Dental Tribune Algeria

En dentisterie, l’image est primordiale.

By Planmeca
October 20, 2019

HELSINKI, Finlande : La technologie et les logiciels d'imagerie dentaire tridimensionnelle continuent à faire de grands progrès en matière d'amélioration de la qualité d'image. Toutefois, malgré les progrès réalisés au cours de la dernière décennie, certains défis demeurent. Alors, comment obtenir une bonne image ? Mikko Lilja, responsable du développement de l'algorithme d'image de Planmeca, explique qu'il s'agit d'une combinaison de trois C : contraste, netteté et artefacts de correction.

Contraste, résolution et netteté

Pour obtenir une image de qualité, vous avez besoin d'une unité d'image de haute qualité. Planmeca propose une large gamme d'appareils de radiographie éprouvés et réalistes jusqu'aux appareils d'imagerie 3D avancés. Par conséquent, il est important de noter quel type de dispositif répond à vos besoins cliniques, qu'il s'agisse d'un dispositif à semi-conducteurs ou d'un dispositif CBCT à pleine capacité et complet.

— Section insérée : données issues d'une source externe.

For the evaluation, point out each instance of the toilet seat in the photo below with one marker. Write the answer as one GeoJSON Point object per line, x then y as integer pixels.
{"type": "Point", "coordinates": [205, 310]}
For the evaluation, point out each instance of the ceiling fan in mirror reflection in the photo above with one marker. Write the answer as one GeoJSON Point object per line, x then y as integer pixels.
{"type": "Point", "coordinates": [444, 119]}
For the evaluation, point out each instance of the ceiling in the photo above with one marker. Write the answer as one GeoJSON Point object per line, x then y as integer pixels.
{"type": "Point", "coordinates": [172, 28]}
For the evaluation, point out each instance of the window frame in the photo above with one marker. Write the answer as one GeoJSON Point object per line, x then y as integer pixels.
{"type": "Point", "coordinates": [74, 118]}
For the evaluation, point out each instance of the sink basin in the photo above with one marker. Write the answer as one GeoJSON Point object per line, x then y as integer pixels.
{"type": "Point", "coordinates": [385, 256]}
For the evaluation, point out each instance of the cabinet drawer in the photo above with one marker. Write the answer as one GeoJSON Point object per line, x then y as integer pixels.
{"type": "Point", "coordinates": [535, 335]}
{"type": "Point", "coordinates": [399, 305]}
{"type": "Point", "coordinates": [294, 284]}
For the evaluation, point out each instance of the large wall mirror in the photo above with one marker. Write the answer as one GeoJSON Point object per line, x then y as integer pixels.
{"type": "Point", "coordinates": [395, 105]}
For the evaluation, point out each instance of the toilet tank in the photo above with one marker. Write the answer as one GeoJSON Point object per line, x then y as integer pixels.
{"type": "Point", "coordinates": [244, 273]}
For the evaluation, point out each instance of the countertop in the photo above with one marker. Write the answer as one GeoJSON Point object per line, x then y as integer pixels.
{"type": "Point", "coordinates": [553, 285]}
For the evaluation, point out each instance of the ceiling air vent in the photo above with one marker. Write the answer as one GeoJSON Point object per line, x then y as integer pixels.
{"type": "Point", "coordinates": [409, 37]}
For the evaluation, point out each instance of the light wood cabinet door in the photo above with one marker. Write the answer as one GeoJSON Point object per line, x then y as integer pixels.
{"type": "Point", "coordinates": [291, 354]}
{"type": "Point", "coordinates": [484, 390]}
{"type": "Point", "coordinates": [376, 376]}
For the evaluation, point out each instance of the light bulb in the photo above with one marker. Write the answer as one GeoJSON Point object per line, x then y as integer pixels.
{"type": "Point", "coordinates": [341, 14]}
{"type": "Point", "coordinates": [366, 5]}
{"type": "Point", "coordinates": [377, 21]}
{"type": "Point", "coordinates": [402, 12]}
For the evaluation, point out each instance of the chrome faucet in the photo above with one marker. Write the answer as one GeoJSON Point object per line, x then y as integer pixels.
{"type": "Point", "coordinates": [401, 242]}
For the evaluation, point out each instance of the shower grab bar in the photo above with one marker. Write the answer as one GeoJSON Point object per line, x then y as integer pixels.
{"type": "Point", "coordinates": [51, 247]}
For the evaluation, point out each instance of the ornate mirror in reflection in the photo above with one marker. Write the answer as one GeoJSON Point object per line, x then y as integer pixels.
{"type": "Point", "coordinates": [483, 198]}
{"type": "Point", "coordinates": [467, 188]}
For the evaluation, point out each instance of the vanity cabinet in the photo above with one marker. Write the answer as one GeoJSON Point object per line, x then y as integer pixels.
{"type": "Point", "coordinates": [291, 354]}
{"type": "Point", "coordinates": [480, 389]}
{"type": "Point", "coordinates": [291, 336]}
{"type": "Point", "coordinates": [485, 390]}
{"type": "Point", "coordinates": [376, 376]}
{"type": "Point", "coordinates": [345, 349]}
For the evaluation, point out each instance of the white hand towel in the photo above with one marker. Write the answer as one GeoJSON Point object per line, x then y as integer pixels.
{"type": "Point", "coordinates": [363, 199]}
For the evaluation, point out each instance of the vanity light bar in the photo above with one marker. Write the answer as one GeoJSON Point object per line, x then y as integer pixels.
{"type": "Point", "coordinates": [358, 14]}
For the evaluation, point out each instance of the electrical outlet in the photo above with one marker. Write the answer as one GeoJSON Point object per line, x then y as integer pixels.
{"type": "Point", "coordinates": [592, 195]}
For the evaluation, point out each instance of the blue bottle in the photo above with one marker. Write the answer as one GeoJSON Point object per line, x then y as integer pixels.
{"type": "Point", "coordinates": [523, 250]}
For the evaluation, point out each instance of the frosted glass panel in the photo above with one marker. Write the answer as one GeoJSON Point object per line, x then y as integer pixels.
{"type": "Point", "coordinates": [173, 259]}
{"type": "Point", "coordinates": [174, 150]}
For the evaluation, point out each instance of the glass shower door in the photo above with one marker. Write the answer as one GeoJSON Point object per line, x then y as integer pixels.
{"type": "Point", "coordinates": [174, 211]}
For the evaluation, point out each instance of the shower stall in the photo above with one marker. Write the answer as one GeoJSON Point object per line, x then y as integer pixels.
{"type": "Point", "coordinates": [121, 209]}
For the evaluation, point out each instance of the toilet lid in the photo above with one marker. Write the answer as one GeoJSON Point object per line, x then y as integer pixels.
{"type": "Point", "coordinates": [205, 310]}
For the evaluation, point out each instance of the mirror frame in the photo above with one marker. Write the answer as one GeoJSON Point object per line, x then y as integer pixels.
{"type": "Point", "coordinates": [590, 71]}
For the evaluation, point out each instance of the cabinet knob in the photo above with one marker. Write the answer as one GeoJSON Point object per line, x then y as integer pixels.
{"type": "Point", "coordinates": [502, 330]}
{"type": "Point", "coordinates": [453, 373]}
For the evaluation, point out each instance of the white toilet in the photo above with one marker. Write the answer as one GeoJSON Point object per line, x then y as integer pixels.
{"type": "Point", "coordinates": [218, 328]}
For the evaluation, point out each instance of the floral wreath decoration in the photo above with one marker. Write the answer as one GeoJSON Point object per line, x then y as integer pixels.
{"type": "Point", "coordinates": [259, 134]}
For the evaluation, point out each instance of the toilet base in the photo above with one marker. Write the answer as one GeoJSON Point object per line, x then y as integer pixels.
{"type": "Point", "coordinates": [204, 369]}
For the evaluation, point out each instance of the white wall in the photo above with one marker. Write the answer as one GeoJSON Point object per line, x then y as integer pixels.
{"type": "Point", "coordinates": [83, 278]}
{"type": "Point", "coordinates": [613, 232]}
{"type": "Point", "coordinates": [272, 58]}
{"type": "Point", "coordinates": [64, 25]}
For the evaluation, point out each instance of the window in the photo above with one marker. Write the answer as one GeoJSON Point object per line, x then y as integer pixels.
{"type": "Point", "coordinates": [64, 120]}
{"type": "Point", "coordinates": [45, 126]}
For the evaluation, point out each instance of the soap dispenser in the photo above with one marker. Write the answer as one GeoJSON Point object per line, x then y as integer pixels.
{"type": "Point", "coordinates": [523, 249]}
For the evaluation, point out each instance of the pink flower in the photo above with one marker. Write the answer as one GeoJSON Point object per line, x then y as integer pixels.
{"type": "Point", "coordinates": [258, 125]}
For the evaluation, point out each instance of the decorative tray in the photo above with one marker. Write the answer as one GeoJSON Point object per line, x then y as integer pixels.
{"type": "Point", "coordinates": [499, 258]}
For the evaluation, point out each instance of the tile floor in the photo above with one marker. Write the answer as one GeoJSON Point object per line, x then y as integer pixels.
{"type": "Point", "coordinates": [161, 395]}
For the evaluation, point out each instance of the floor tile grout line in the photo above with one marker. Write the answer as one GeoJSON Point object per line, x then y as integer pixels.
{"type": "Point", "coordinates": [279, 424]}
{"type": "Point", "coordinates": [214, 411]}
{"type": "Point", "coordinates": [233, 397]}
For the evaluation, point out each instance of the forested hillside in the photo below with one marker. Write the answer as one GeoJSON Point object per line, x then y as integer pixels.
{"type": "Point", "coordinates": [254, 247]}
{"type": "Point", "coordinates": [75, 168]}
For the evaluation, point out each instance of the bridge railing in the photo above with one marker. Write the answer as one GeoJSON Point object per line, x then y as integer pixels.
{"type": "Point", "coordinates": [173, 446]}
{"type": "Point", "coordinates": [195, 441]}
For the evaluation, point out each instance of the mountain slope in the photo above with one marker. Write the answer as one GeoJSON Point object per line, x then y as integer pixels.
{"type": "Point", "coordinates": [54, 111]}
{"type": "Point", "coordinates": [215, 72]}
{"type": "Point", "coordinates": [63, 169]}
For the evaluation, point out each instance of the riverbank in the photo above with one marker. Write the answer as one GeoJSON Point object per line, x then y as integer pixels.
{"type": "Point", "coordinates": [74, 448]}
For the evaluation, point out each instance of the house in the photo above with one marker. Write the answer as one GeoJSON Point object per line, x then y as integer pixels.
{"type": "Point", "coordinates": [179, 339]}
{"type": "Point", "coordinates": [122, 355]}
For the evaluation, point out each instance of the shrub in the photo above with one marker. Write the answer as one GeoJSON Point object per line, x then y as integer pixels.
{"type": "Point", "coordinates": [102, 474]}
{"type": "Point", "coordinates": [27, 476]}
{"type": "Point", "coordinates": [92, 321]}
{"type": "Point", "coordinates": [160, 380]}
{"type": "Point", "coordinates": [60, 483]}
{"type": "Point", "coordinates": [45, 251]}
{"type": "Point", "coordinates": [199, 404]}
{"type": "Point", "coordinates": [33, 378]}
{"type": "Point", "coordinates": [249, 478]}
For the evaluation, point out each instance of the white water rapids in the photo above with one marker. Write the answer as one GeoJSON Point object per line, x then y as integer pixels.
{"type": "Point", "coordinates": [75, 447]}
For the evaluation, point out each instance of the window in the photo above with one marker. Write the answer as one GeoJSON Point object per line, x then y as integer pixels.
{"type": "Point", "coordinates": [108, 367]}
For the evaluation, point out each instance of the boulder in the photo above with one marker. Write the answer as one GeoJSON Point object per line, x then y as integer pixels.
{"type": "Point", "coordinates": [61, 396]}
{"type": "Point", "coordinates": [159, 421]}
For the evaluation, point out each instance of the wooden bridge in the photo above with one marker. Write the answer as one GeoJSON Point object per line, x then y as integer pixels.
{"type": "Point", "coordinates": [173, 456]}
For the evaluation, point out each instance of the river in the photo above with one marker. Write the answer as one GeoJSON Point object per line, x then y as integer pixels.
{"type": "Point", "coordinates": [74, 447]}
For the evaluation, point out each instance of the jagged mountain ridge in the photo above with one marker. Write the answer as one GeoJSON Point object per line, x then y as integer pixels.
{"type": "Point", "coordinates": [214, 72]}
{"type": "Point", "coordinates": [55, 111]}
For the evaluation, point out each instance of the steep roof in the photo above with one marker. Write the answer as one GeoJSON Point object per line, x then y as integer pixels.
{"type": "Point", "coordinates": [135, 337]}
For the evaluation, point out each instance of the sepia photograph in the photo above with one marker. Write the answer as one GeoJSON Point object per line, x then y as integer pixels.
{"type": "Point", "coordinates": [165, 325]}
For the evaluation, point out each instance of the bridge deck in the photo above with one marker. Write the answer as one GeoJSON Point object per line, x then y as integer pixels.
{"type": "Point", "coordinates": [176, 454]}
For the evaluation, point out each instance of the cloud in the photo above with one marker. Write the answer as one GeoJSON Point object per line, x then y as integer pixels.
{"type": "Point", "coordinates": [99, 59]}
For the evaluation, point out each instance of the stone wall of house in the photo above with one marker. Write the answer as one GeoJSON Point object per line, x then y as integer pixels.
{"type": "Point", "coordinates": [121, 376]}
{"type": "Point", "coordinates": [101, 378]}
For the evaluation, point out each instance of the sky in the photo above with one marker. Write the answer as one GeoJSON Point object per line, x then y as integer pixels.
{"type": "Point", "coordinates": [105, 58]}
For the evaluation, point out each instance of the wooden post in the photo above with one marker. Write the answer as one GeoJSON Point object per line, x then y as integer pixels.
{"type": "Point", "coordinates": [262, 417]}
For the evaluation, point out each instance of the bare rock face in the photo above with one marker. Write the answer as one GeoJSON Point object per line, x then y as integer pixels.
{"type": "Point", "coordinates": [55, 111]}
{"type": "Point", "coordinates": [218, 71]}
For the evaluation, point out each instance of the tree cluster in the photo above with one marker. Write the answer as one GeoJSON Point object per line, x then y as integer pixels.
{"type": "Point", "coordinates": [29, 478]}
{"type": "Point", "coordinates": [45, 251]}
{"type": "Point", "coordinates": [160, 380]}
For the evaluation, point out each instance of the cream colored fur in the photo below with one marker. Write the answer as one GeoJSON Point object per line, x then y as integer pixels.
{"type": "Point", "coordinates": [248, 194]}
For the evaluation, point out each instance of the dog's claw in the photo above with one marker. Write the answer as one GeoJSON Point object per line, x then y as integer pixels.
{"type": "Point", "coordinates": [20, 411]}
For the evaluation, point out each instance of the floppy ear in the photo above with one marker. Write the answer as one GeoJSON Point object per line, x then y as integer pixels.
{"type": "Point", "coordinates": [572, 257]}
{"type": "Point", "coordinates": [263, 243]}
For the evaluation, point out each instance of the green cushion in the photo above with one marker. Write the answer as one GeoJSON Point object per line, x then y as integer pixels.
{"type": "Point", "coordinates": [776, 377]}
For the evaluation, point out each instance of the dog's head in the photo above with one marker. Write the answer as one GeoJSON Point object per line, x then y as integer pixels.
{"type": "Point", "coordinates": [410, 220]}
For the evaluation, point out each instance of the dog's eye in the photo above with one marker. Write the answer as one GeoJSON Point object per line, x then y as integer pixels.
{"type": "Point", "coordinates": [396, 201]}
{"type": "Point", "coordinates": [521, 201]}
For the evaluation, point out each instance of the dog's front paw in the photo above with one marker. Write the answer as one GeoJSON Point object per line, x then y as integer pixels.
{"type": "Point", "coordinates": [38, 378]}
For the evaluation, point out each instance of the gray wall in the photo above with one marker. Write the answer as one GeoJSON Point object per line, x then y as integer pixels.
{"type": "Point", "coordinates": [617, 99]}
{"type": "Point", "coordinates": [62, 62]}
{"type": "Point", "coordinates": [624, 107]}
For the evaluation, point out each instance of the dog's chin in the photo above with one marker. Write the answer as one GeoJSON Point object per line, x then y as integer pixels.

Lilja a dit que pour que les dentistes puissent choisir le bon appareil d'imagerie, ils devraient considérer des appareils qui " ont une qualité d'image de base - bon contraste, bonne résolution et netteté ". Grâce à la dimension supplémentaire fournie par CBCT, une image 3D claire peut fournir une vision en profondeur dans n'importe quel domaine d'intérêt, du cas d'un implant unique à la région maxillo-faciale entière.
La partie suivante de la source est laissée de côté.